Persoalan itu mencuat setelah terdapat SPK tertanggal 31 Juli 2026, kemudian memorandum Agrinas tertanggal 27 Agustus 2026, serta surat Koperasi JMB tertanggal 5 September 2026 yang menyatakan pengelolaan lahan mulai dilakukan pada 11 September. Perbedaan waktu dan dasar penerbitan dokumen tersebut menjadi bagian penting dalam melihat rantai kewenangan atas lahan tersebut.
Di sisi lain, Riasetiawan menyatakan dirinya melakukan pengamanan di lokasi berdasarkan SPK dari kuasa hukum Herman Syahputra, yang disebut sebagai pemilik lahan.
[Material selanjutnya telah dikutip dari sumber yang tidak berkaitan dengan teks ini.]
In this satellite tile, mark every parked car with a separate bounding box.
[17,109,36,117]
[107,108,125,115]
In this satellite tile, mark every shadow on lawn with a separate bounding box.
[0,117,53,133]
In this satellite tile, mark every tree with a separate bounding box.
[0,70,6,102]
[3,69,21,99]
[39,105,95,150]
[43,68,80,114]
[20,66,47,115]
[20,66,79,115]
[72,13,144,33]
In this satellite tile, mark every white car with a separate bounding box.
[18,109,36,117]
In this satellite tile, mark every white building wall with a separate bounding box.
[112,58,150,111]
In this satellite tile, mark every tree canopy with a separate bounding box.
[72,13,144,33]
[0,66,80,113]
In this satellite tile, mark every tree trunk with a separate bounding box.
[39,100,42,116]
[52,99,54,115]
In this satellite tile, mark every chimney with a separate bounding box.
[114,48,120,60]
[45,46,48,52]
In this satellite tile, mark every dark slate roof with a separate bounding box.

Riasetiawan mengatakan tugas yang dijalankannya berkaitan dengan penjagaan aset dan pencegahan terhadap tindakan yang dapat mengganggu penguasaan maupun keamanan lahan.
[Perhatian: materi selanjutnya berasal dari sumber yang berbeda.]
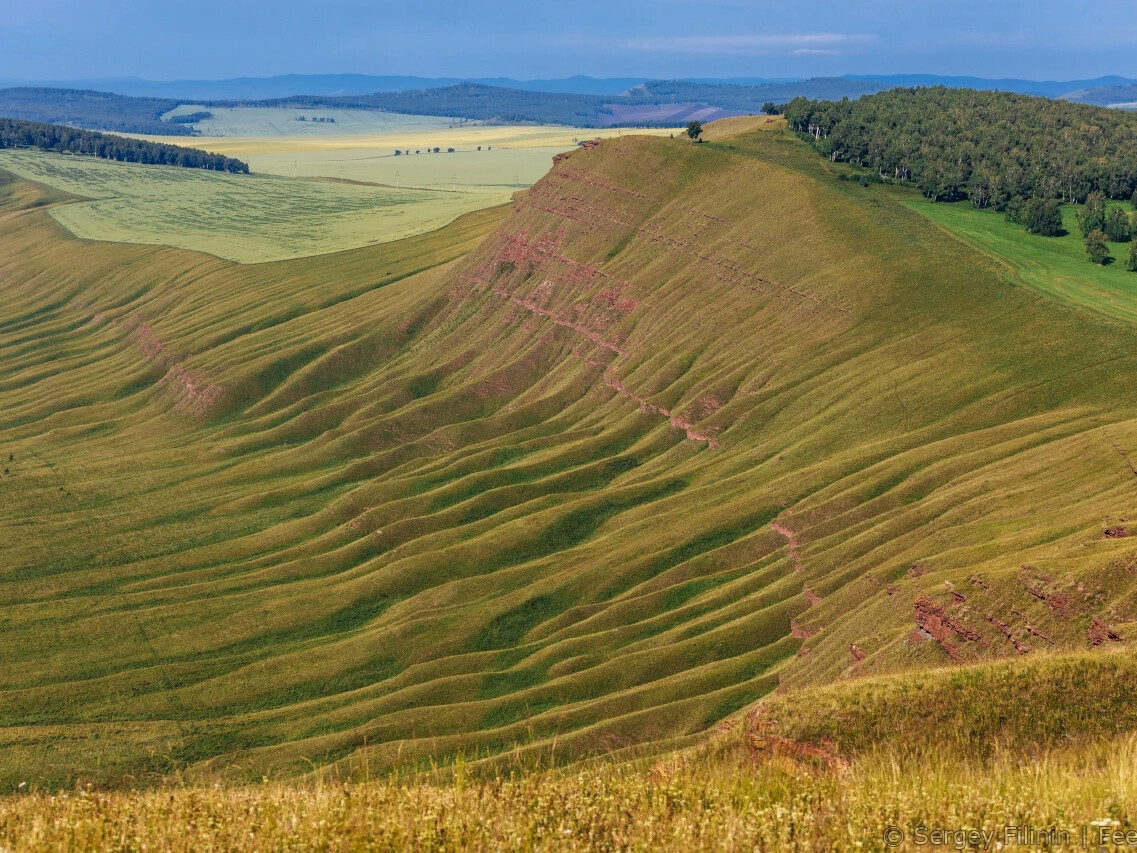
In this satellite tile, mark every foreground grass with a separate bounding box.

Riasetiawan mempertanyakan dasar kewenangan Koperasi JMB setelah terbitnya memorandum Agrinas pada 27 Agustus. Menurut dia, apabila terdapat perubahan, pencabutan, atau pembaruan dasar pengelolaan setelah memorandum tersebut, dokumen terbaru perlu diperlihatkan agar tidak menimbulkan tafsir berbeda di lapangan.
“Kalau memang ada dasar terbaru yang memberikan kewenangan kepada JMB untuk mengelola lahan tersebut, tunjukkan dokumennya,” kata Riasetiawan dalam keterangannya. Ia menilai kejelasan dokumen diperlukan agar setiap pihak yang berada di lokasi mengetahui dasar kewenangan masing-masing.
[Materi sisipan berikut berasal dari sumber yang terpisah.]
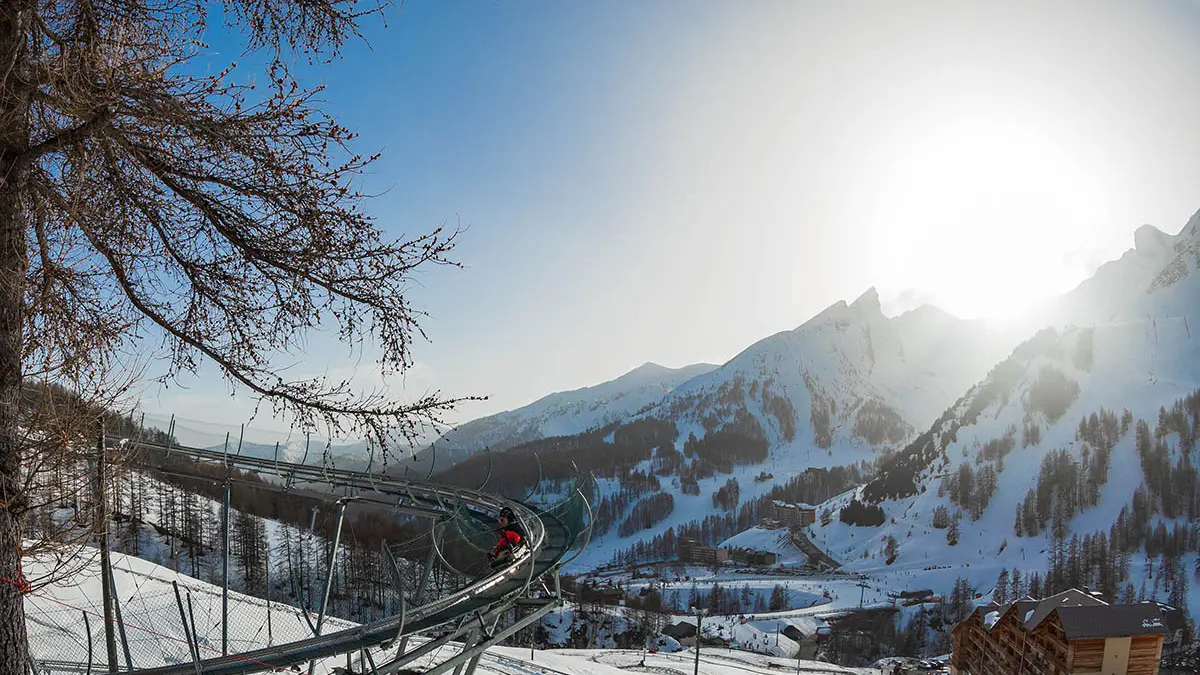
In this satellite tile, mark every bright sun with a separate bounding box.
[868,114,1106,318]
Surat JMB tertanggal 5 September yang menyebut pengelolaan dimulai pada 11 September juga menjadi sorotan. Pertanyaan utamanya bukan semata soal kapan kegiatan pengelolaan dimulai, melainkan dokumen apa yang menjadi dasar kewenangan tersebut dan bagaimana kedudukannya setelah adanya memorandum Agrinas pada 27 Agustus.
Rangkaian dokumen itu pada akhirnya memperlihatkan adanya beberapa dasar administratif yang perlu ditempatkan secara terang dalam satu rangkaian: SPK 31 Juli, memorandum 27 Agustus, surat JMB 5 September, serta SPK pengamanan yang menjadi dasar Ria Setiawan berada di lokasi. Tanpa penjelasan mengenai hubungan dan kedudukan masing-masing dokumen, status kewenangan pengelolaan lahan Sungai Daun tetap menyisakan pertanyaan.
Karena itu, klarifikasi dari Koperasi JMB mengenai dasar hukum dan dokumen terbaru pengelolaan lahan menjadi penting. Terlebih, objek yang dipersoalkan disebut mencapai sekitar 250 hektare. Kejelasan rantai kewenangan dibutuhkan agar polemik administratif tidak berkembang menjadi konflik di lapangan dan seluruh pihak dapat mengetahui secara terang siapa yang berwenang bertindak atas lahan tersebut.